Does the brain stop growing?
“It is not the strongest or the fastest that survive, but the one that best adapts to change”, had postulated Charles Darwin in The Origin of Species. And the brain had a lot to do with it: a larger size allowed man to evolve and, although he had no claws, no wings, no strength or speed, he was able to survive and ultimately imposed his will on the planet.
In this post we are going to answer the question ‘’Does the brain stop growing?’’ We will discover at what pace the brain grows, at what age and under what circumstances it stops growing. In addition, we will detail how the brain grows at the macroscopic and microscopic level.
Does the brain stop growing?
Yes, the brain stops growing at about 10 years. Although it has been discovered that it is not fully mature until we are over 30 years old.
During the gestation period, brain development has rapid growth that continues into postnatal life for a long time. Thus, it increases in size four times in the preschool stage; However, the main structural changes occur during childhood and adolescence, a period in which it reaches about 90% of the volume it will have in adulthood.
With few exceptions, the head grows towards 10 years of age, at which time a cap will serve us forever. Now, it is necessary to distinguish between the region of the skull that houses the brain and that which corresponds to the face, since they grow at different rates.
In the newborn, the size of the cranial box does not exceed 25% of what it will be in adulthood. By the age of 7 or 8, it will have grown to 95% of its final size and growth ceases in most boys before reaching puberty.
In general, and without taking into account details such as weeks of gestation or sex, after nine months of pregnancy we are born with an average weight of 3,400 g and a height of 50 cm. The average measurement of the head contour is 34 cm while in the adult it is about 56-58 cm.

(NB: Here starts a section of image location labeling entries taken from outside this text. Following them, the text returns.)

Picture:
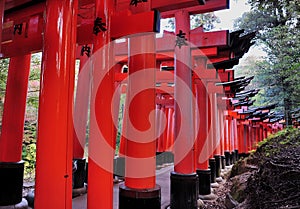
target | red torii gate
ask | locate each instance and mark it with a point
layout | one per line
(34, 43)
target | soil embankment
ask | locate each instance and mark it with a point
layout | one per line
(268, 179)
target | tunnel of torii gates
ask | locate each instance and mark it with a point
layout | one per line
(182, 100)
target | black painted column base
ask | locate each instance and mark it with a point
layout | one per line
(223, 161)
(184, 191)
(119, 167)
(212, 166)
(11, 183)
(218, 165)
(79, 173)
(243, 155)
(236, 155)
(204, 182)
(139, 198)
(227, 158)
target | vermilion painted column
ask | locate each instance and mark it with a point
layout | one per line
(2, 5)
(203, 172)
(170, 135)
(140, 189)
(81, 109)
(183, 179)
(80, 117)
(14, 109)
(55, 129)
(228, 147)
(101, 142)
(11, 166)
(241, 146)
(222, 136)
(236, 141)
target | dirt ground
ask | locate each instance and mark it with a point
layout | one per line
(268, 179)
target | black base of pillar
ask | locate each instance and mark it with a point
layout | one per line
(223, 161)
(119, 166)
(243, 155)
(218, 165)
(227, 158)
(236, 155)
(204, 182)
(212, 166)
(232, 157)
(159, 158)
(184, 191)
(11, 183)
(139, 198)
(79, 173)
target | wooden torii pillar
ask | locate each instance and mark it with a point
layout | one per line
(55, 108)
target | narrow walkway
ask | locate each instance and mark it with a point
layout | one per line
(162, 179)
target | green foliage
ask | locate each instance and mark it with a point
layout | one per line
(278, 30)
(29, 149)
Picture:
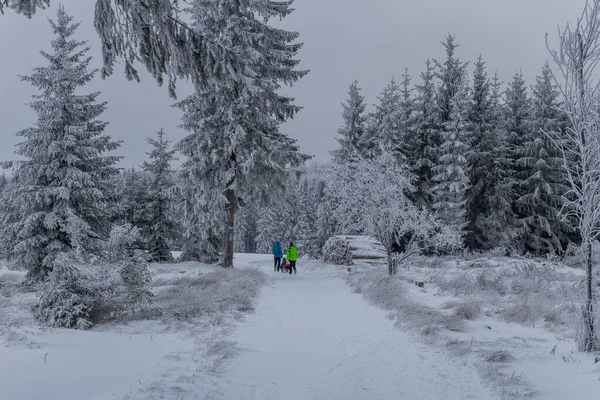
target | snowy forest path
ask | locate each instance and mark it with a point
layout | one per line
(312, 338)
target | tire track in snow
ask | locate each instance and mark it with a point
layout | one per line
(311, 338)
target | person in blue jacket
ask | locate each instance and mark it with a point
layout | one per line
(277, 254)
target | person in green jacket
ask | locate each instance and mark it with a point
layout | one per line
(292, 257)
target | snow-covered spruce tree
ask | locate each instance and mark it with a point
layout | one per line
(353, 129)
(246, 229)
(452, 171)
(577, 58)
(406, 112)
(479, 155)
(543, 178)
(159, 229)
(518, 127)
(452, 74)
(271, 227)
(133, 193)
(67, 299)
(61, 197)
(372, 197)
(423, 139)
(496, 224)
(235, 148)
(387, 118)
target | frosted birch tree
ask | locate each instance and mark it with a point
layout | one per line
(577, 58)
(372, 197)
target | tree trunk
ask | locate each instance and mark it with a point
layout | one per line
(229, 229)
(229, 217)
(590, 335)
(391, 267)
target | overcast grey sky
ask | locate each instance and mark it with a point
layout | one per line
(344, 40)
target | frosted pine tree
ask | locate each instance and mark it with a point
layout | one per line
(235, 149)
(159, 228)
(480, 154)
(388, 120)
(61, 195)
(157, 34)
(518, 127)
(452, 74)
(133, 185)
(353, 129)
(543, 178)
(423, 140)
(496, 224)
(452, 170)
(407, 109)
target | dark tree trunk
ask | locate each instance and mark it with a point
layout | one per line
(590, 337)
(391, 266)
(229, 230)
(229, 218)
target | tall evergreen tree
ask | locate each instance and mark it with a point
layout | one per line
(518, 128)
(452, 170)
(159, 229)
(452, 74)
(235, 151)
(387, 118)
(133, 185)
(62, 198)
(483, 144)
(423, 139)
(407, 111)
(496, 224)
(353, 130)
(543, 178)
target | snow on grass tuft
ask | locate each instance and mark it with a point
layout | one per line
(210, 294)
(439, 327)
(500, 356)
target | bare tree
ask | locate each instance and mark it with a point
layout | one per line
(577, 59)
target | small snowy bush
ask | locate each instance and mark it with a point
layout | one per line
(337, 251)
(66, 300)
(210, 294)
(499, 356)
(133, 267)
(467, 311)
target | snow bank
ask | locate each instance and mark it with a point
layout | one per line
(343, 250)
(168, 350)
(512, 319)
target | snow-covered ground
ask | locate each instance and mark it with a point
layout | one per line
(512, 320)
(309, 337)
(140, 359)
(312, 338)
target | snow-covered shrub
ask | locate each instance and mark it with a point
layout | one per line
(467, 311)
(337, 251)
(133, 267)
(210, 294)
(499, 356)
(66, 299)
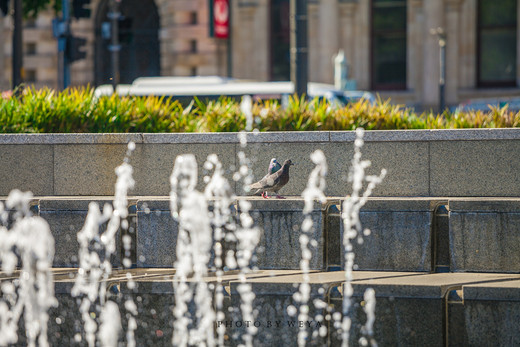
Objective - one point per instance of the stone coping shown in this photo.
(263, 137)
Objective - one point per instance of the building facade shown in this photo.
(391, 46)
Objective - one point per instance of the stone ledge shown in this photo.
(266, 137)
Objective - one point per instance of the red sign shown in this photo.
(221, 18)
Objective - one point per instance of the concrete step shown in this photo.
(407, 234)
(412, 308)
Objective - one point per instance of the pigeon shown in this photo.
(273, 182)
(274, 166)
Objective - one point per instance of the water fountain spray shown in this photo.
(95, 265)
(30, 242)
(247, 234)
(352, 225)
(313, 192)
(219, 193)
(189, 207)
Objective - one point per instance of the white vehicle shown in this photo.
(214, 87)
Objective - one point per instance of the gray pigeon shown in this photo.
(273, 182)
(274, 166)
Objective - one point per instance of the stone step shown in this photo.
(412, 308)
(406, 234)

The cranial perimeter grows more than 20 cm during our development, and it is an indirect measure of brain growth that increases from 350 g of weight in the newborn to 1,350 g at 20 years of age.

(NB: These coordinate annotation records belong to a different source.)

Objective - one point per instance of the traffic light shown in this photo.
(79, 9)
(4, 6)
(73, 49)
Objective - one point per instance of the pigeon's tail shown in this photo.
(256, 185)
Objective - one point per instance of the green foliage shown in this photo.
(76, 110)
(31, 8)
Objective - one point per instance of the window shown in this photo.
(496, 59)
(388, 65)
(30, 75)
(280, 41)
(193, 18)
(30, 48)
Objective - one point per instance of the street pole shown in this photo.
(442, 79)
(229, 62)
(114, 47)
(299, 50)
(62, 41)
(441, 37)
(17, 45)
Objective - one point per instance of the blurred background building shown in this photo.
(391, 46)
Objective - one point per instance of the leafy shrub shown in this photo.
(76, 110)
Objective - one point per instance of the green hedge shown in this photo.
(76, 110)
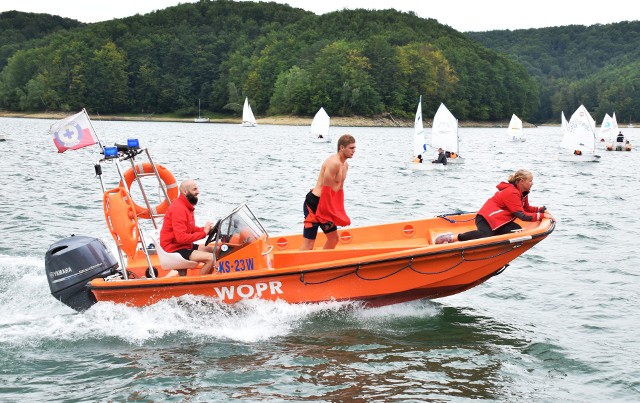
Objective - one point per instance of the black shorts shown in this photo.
(186, 253)
(311, 202)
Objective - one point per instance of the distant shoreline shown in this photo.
(354, 121)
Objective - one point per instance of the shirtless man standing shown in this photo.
(324, 204)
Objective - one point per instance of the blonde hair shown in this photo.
(519, 175)
(345, 140)
(186, 185)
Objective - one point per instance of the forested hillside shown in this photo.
(598, 66)
(19, 30)
(286, 60)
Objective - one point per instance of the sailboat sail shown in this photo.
(563, 124)
(515, 132)
(200, 119)
(419, 145)
(580, 133)
(445, 130)
(609, 127)
(320, 125)
(248, 120)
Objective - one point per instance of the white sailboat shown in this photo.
(420, 161)
(616, 140)
(515, 131)
(563, 124)
(419, 144)
(579, 138)
(248, 120)
(320, 127)
(444, 134)
(200, 119)
(608, 128)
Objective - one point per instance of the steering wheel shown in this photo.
(212, 233)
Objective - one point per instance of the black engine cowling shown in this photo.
(71, 263)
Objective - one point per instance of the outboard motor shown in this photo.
(71, 263)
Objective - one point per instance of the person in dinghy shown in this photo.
(324, 204)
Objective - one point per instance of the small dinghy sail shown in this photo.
(248, 120)
(515, 132)
(608, 128)
(320, 127)
(200, 119)
(616, 140)
(444, 134)
(579, 138)
(419, 145)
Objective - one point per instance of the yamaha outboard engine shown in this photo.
(71, 263)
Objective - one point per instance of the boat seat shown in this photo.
(170, 261)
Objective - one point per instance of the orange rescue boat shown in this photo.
(378, 264)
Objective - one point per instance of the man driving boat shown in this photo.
(179, 231)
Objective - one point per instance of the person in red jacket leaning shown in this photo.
(497, 215)
(179, 231)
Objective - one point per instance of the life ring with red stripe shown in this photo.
(167, 178)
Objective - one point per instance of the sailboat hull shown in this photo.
(578, 158)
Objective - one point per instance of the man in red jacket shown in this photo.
(179, 231)
(497, 215)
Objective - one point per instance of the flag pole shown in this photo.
(92, 128)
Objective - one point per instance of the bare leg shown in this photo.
(204, 254)
(332, 240)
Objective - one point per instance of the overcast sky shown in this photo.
(468, 15)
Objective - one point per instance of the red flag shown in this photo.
(73, 132)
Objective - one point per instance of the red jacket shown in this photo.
(500, 208)
(179, 230)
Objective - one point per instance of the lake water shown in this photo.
(560, 324)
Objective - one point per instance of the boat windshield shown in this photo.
(242, 223)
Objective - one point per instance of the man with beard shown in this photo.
(179, 231)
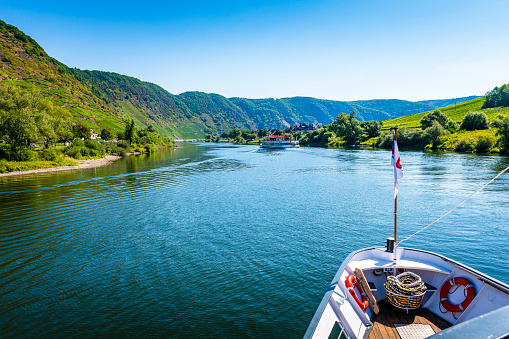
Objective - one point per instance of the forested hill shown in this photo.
(101, 99)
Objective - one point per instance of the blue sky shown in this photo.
(339, 50)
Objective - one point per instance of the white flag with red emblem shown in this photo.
(396, 162)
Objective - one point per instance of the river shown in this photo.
(220, 240)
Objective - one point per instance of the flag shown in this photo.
(396, 162)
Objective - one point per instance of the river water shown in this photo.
(220, 240)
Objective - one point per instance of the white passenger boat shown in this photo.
(397, 292)
(278, 142)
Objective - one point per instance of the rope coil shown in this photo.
(405, 290)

The brain never stops growing: neural networks
We are born with millions of neurons but they are poorly communicated with each other. After being born, of course, the number of neurons increases, but above all, what increases is the number of connections between them.

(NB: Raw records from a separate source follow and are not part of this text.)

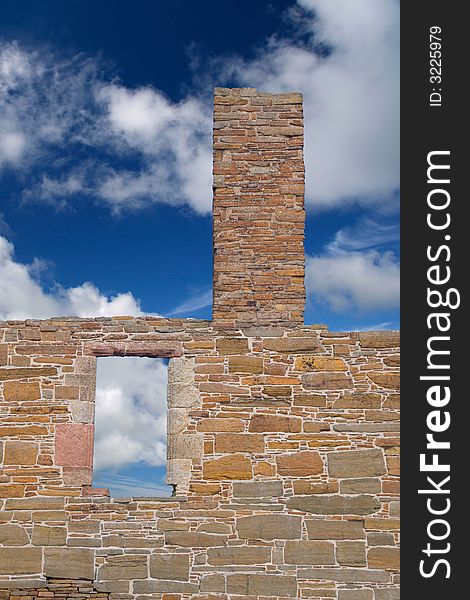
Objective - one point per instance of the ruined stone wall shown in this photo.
(287, 456)
(282, 438)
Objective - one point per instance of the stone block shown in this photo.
(293, 345)
(387, 557)
(16, 391)
(320, 529)
(20, 561)
(302, 552)
(239, 555)
(169, 566)
(385, 379)
(82, 411)
(262, 585)
(234, 466)
(189, 539)
(125, 567)
(20, 453)
(69, 563)
(8, 374)
(327, 381)
(74, 444)
(335, 504)
(319, 363)
(13, 535)
(366, 485)
(357, 594)
(239, 442)
(49, 536)
(299, 464)
(257, 489)
(351, 554)
(356, 463)
(263, 423)
(232, 346)
(269, 527)
(379, 339)
(358, 400)
(245, 364)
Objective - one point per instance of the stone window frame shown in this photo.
(184, 448)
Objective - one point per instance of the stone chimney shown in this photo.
(258, 208)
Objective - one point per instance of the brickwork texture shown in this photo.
(283, 438)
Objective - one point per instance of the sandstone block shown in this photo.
(267, 423)
(14, 390)
(234, 466)
(169, 566)
(13, 490)
(367, 485)
(335, 504)
(292, 345)
(319, 363)
(257, 489)
(358, 400)
(49, 536)
(327, 381)
(262, 585)
(239, 442)
(299, 464)
(74, 444)
(71, 563)
(20, 453)
(386, 557)
(387, 594)
(379, 339)
(188, 539)
(351, 554)
(356, 463)
(13, 535)
(385, 379)
(359, 594)
(245, 364)
(319, 529)
(269, 527)
(20, 561)
(301, 552)
(220, 424)
(239, 555)
(8, 374)
(232, 346)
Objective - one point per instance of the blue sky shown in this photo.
(105, 151)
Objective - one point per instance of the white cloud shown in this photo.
(366, 281)
(351, 97)
(353, 272)
(193, 303)
(22, 296)
(131, 410)
(56, 113)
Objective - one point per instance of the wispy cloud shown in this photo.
(131, 412)
(346, 62)
(195, 302)
(23, 297)
(136, 147)
(123, 486)
(355, 271)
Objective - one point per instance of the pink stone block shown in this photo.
(88, 490)
(74, 444)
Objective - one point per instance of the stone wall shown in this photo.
(288, 450)
(283, 444)
(258, 207)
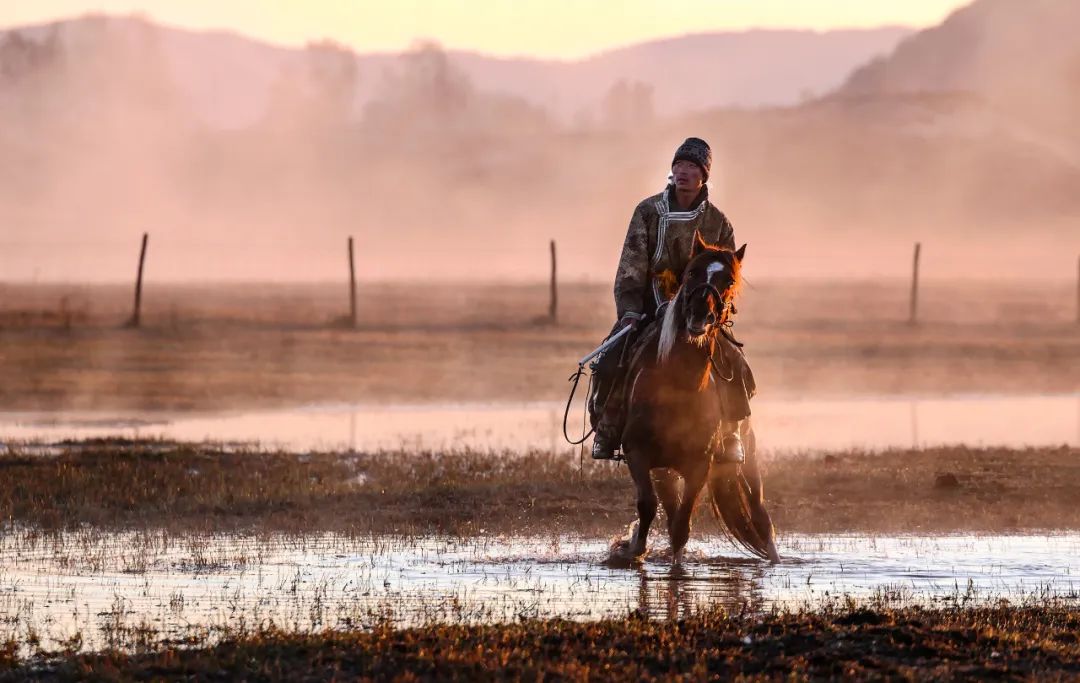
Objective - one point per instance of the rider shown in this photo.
(653, 257)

The formation of neural networks is the factor that contributes the most to brain growth after birth and most of them are already well established by 2-3 years of age.
Unlike that of other mammals, human neurodevelopment is very primitive at birth. While the control of vital functions is highly developed, higher brain functions are barely outlined.
From birth, continuous interaction with the environment contributes to the formation of new neural connections that, based on repetitions, will gradually consolidate into stable networks that will allow them to acquire and perfect the skills that will give them autonomy.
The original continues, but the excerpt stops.